Dados do IBGE mostram que, em 2025, há diferenças expressivas entre os rendimentos médios dos trabalhadores nas unidades da federação. Enquanto o Distrito Federal lidera com R$ 6.320 mensais, estados como Maranhão, Bahia e Ceará registram as médias mais baixas do país.
Os piores rendimentos e o contraste com a média nacional
O rendimento médio real habitual do trabalho no Brasil foi de R$ 3.560 em 2025. Na base do ranking estão Maranhão (R$ 2.228), Bahia (R$ 2.284) e Ceará (R$ 2.394). Em termos relativos, a média nacional ficou 60% acima do rendimento do Maranhão, 56% superior ao da Bahia e 49% maior que o do Ceará. Esses números mostram que, embora o país registre um rendimento médio consideravelmente maior, a distribuição geográfica das remunerações continua desigual.
Bahia: mais ocupação, mas renda baixa e informalidade
A Bahia teve aumento do número de ocupados em 7 das 10 atividades econômicas analisadas pelo IBGE em 2025. Os maiores avanços ocorreram nos setores de comunicação, com acréscimo de 89 mil trabalhadores, e administração pública, com 85 mil trabalhadores a mais. Apesar da expansão do emprego, o rendimento médio no estado ficou em R$ 2.284 — o segundo menor do país. A desocupação entre os baianos ficou em 8,7% em 2025, o menor patamar desde o início da série histórica em 2012, mas ainda a segunda maior taxa do país, empatada com Pernambuco e acima da média nacional de 5,6%. Outro dado relevante: oito em cada dez novas vagas criadas entre 2024 e 2025 na Bahia foram informais, o que ajuda a explicar a persistência de baixos rendimentos mesmo com crescimento do emprego.
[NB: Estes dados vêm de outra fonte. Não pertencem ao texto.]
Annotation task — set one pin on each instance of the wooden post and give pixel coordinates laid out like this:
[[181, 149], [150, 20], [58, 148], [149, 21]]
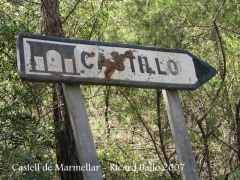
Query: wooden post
[[82, 133], [180, 135]]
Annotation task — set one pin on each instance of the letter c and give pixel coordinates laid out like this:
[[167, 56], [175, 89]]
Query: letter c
[[84, 53]]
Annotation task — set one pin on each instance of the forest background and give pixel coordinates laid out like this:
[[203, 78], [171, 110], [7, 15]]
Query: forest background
[[129, 125]]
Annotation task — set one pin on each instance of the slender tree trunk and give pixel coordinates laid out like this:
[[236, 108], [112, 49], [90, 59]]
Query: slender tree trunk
[[65, 144]]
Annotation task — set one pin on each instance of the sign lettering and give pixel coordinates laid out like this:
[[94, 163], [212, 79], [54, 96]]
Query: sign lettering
[[52, 59]]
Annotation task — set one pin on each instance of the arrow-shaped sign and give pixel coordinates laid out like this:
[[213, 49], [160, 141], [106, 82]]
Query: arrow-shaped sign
[[52, 59]]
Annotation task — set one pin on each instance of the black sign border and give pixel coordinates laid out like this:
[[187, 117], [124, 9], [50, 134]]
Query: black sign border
[[211, 72]]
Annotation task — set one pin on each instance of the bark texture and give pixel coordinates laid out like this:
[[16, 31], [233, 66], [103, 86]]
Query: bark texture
[[65, 144]]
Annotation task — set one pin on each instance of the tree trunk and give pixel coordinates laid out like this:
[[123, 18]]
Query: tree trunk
[[65, 144]]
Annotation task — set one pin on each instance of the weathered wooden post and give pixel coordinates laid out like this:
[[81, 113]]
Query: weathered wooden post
[[180, 135], [70, 61]]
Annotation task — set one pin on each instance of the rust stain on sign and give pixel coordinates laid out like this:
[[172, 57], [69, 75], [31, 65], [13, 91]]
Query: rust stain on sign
[[117, 64]]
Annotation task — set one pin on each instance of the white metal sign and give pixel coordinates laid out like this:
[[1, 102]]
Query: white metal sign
[[52, 59]]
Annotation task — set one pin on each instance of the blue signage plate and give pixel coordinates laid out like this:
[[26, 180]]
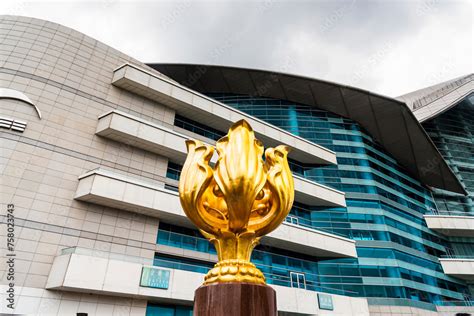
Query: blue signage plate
[[325, 302], [155, 278]]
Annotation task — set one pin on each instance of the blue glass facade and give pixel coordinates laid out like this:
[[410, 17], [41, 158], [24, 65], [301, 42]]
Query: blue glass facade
[[385, 206], [453, 134]]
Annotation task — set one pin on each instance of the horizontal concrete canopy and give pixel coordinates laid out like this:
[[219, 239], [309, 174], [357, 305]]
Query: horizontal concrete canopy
[[91, 271], [449, 225], [389, 121], [205, 110], [122, 192], [462, 268], [134, 131], [429, 102]]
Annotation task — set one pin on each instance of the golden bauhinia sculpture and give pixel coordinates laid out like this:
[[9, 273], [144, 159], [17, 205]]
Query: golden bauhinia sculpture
[[240, 199]]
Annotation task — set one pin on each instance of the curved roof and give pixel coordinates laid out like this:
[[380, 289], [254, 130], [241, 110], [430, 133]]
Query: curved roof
[[389, 121], [429, 102]]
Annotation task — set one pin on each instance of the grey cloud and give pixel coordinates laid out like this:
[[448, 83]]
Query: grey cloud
[[342, 41]]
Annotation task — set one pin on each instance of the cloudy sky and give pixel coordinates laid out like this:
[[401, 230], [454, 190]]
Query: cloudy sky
[[389, 47]]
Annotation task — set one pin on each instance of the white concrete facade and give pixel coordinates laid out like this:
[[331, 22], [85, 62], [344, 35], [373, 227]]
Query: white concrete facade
[[96, 274], [106, 188], [137, 132]]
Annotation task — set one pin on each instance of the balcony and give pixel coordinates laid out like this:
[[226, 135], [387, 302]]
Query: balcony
[[113, 190], [455, 224], [459, 266], [139, 133], [210, 112], [91, 271]]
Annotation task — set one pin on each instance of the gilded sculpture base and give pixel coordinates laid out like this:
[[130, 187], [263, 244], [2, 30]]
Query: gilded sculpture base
[[235, 299], [234, 270]]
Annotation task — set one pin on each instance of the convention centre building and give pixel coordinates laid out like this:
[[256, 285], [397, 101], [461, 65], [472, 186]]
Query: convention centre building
[[92, 143]]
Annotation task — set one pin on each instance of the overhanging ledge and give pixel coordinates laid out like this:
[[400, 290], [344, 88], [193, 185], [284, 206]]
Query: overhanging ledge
[[389, 121], [213, 113]]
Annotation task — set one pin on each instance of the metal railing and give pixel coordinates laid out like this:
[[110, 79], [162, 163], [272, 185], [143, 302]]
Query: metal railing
[[448, 213], [456, 256]]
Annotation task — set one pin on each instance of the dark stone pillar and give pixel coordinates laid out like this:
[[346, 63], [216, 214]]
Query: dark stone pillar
[[235, 299]]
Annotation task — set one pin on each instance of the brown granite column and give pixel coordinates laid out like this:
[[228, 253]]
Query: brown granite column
[[235, 299]]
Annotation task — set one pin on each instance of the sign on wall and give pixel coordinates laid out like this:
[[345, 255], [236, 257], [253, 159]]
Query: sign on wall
[[155, 278], [325, 302]]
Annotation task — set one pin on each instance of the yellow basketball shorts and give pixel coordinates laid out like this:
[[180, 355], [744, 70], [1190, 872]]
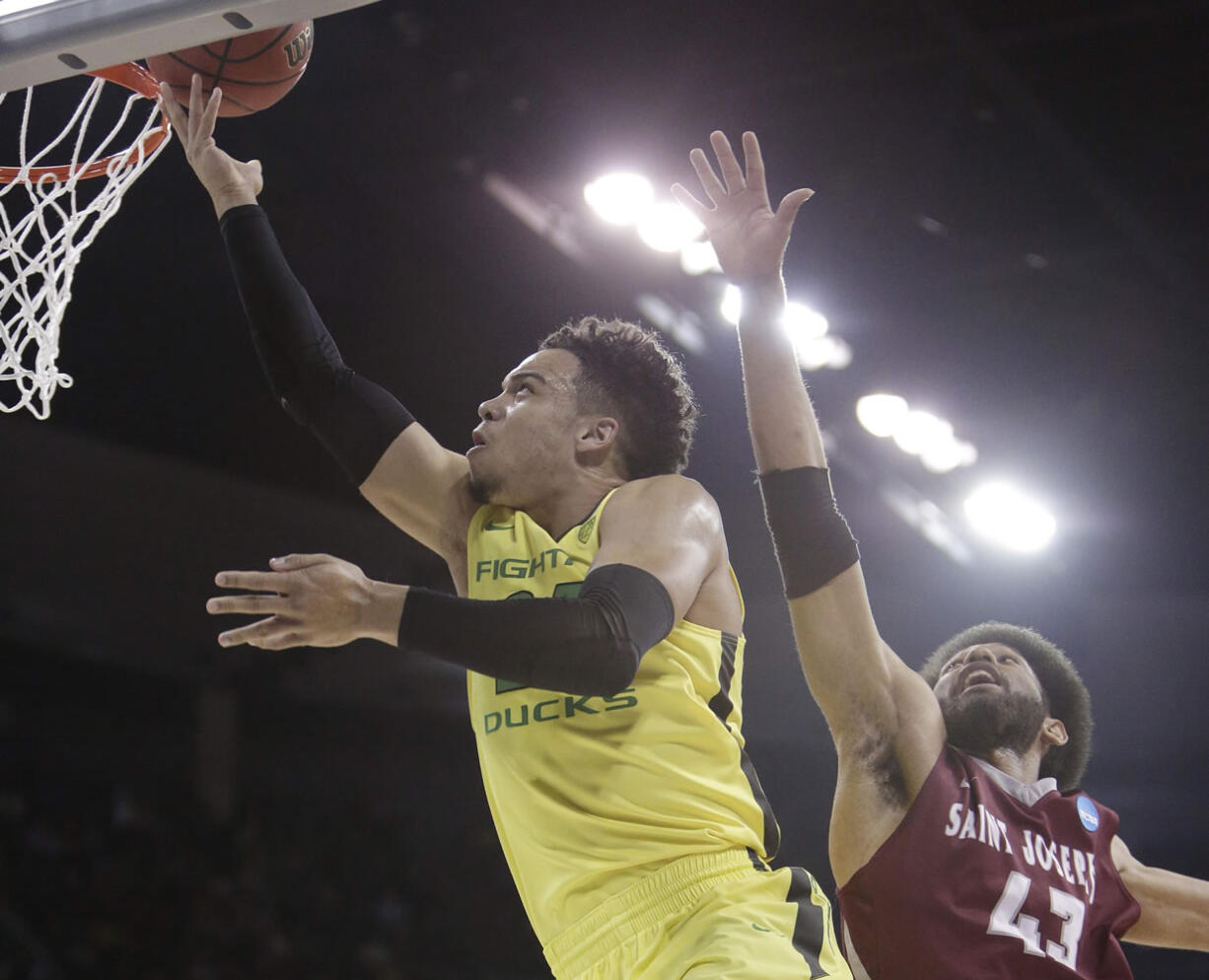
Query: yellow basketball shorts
[[707, 917]]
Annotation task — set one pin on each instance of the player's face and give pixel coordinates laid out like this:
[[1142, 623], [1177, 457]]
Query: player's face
[[525, 443], [990, 699]]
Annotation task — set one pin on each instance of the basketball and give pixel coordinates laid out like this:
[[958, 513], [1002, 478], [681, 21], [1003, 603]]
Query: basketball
[[252, 70]]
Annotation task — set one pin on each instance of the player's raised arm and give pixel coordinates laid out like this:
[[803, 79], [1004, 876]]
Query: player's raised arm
[[397, 465], [861, 686], [1174, 908]]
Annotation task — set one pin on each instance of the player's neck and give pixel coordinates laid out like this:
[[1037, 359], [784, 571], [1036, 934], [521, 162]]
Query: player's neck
[[1025, 767]]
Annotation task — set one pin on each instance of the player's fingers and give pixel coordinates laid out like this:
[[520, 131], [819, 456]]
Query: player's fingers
[[209, 117], [727, 162], [258, 604], [292, 562], [173, 110], [194, 103], [710, 182], [694, 207], [788, 207], [282, 639], [753, 164], [255, 582]]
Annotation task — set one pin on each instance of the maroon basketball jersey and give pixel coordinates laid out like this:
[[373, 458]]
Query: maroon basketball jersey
[[987, 877]]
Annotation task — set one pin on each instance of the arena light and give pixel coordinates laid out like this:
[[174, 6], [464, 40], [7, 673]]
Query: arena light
[[919, 432], [817, 353], [802, 322], [945, 456], [1010, 518], [882, 413], [732, 305], [669, 226], [699, 257], [620, 198]]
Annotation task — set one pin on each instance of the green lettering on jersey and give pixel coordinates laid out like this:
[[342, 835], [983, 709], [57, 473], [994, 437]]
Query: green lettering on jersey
[[561, 591]]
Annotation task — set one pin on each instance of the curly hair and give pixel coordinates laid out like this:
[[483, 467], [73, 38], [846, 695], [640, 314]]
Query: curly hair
[[1066, 697], [627, 374]]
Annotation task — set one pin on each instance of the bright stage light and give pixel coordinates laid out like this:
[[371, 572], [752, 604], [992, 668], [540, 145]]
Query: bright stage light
[[943, 456], [699, 257], [882, 413], [620, 198], [802, 322], [919, 432], [815, 353], [669, 226], [732, 305], [1010, 519]]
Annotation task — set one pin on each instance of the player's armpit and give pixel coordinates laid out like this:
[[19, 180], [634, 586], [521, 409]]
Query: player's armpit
[[1174, 908], [424, 491], [876, 706], [670, 526]]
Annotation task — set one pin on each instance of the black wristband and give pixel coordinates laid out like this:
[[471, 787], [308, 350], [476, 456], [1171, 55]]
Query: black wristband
[[590, 644], [813, 540], [354, 418]]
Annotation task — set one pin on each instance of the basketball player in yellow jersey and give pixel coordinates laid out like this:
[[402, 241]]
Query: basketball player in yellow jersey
[[605, 703]]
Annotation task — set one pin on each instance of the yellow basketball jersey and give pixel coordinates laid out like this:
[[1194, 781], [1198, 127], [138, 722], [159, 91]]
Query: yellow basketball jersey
[[592, 794]]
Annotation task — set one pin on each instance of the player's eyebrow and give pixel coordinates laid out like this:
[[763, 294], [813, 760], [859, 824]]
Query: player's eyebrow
[[522, 376]]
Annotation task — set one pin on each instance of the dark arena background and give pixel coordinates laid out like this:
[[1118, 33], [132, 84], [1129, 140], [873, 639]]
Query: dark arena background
[[1009, 230]]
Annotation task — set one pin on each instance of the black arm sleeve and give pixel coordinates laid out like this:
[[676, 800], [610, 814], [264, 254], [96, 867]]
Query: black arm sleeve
[[588, 646], [352, 417], [813, 540]]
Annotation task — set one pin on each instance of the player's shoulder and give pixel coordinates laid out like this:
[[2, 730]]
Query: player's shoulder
[[669, 491]]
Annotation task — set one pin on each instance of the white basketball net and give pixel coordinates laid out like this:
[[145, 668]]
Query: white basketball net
[[46, 223]]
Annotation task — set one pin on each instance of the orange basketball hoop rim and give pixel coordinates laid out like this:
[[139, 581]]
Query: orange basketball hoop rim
[[132, 76]]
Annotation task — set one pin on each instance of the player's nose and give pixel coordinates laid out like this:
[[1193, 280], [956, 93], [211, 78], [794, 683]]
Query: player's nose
[[979, 653], [488, 410]]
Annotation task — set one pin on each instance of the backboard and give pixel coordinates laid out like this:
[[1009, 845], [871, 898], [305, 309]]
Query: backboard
[[43, 40]]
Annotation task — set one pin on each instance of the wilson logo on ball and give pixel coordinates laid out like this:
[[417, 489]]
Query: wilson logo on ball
[[254, 70]]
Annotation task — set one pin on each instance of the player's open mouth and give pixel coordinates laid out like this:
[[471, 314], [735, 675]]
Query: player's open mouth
[[975, 676]]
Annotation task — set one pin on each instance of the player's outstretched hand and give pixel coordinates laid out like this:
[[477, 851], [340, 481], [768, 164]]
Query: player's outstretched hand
[[747, 235], [228, 180], [306, 600]]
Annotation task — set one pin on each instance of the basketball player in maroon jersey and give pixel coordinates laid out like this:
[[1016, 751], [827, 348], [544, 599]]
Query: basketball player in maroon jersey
[[959, 841]]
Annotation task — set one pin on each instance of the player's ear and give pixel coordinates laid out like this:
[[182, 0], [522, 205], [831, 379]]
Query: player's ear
[[599, 434], [1053, 733]]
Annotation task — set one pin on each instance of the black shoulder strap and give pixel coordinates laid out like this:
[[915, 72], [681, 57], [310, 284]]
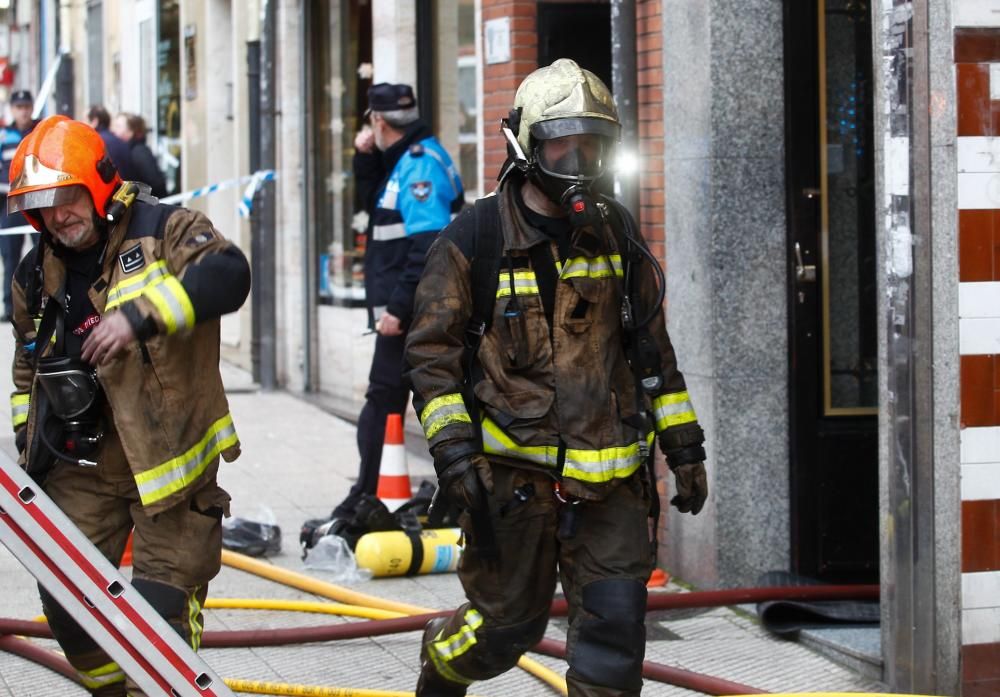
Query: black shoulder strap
[[486, 255]]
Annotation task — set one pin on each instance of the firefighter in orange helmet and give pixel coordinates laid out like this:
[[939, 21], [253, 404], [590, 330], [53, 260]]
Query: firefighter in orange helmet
[[118, 405]]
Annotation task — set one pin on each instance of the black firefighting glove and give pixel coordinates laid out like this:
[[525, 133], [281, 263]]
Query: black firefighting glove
[[21, 439], [686, 458], [464, 473], [691, 483]]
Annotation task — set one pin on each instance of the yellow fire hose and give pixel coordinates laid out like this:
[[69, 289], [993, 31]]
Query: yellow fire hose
[[368, 613], [344, 595], [315, 586], [274, 688]]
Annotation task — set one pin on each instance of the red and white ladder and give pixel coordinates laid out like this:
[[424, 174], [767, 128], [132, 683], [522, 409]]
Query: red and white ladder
[[95, 593]]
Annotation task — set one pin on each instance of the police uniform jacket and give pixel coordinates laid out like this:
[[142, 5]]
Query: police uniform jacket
[[562, 399], [173, 275], [419, 197]]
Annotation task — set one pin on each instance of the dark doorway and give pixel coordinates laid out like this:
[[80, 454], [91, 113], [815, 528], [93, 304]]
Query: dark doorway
[[577, 30], [832, 303]]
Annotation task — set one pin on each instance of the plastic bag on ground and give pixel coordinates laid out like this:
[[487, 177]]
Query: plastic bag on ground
[[332, 553], [257, 536]]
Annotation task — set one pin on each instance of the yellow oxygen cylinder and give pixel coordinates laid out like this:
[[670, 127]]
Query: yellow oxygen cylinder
[[398, 553]]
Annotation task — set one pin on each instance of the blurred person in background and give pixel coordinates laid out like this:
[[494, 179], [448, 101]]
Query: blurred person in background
[[409, 185], [132, 129], [118, 150]]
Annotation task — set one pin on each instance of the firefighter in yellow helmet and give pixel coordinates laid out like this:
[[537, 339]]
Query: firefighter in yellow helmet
[[543, 373], [118, 407]]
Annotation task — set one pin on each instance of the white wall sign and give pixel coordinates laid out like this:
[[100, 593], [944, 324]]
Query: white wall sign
[[497, 39]]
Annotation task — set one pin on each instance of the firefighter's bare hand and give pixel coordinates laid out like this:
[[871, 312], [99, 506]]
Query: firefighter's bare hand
[[389, 325], [112, 334], [691, 483], [466, 480], [364, 141]]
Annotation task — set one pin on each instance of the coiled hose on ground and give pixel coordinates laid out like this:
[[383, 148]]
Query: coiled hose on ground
[[385, 618]]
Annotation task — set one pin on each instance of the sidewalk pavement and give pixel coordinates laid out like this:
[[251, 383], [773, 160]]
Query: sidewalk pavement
[[298, 461]]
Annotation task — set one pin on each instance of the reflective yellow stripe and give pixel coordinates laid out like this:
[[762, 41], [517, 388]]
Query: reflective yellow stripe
[[596, 466], [525, 283], [132, 287], [163, 290], [194, 611], [108, 674], [673, 410], [443, 651], [172, 302], [592, 267], [443, 411], [19, 404], [175, 474]]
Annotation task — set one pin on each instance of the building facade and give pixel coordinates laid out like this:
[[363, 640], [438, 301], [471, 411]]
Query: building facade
[[819, 179]]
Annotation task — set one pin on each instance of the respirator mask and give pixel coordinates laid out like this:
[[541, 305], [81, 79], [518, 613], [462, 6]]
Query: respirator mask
[[73, 426], [566, 169]]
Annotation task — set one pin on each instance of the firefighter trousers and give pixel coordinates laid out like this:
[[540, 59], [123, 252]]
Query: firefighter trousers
[[175, 554], [603, 555]]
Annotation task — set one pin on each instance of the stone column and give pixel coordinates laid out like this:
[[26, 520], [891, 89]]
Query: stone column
[[724, 178]]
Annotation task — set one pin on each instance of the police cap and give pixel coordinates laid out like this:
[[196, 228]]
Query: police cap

Onde estão os maiores salários e qual o contexto de desemprego
No topo do ranking de remunerações está o Distrito Federal, com rendimento médio de R$ 6.320 em 2025. Em seguida vêm São Paulo (R$ 4.190) e Rio de Janeiro (R$ 4.177). As taxas de desocupação fechadas no ano mostram cenários distintos: São Paulo encerrou 2025 com 5% de desemprego, abaixo da média nacional; o Distrito Federal teve 7,5%; e o Rio de Janeiro, 7,6%. Esses números indicam que maiores médias salariais não significam automaticamente menor desemprego — o DF e o RJ apresentam remunerações elevadas, mas também taxas de desocupação superiores à de São Paulo e à média nacional.
O que pesou nos resultados regionais
Os dados combinam três indicadores que explicam a fotografia salarial: nível médio de remuneração, dinâmica de criação de vagas e composição entre empregos formais e informais. No caso da Bahia, o aumento do número de ocupados não foi acompanhado por elevação do rendimento médio, em parte porque a maior parte das vagas recentes foi informal. Em estados com maiores médias salariais, como o Distrito Federal e as grandes capitais, o peso de setores com remunerações mais altas eleva a média, ainda que a taxa de desocupação possa permanecer elevada em certas regiões.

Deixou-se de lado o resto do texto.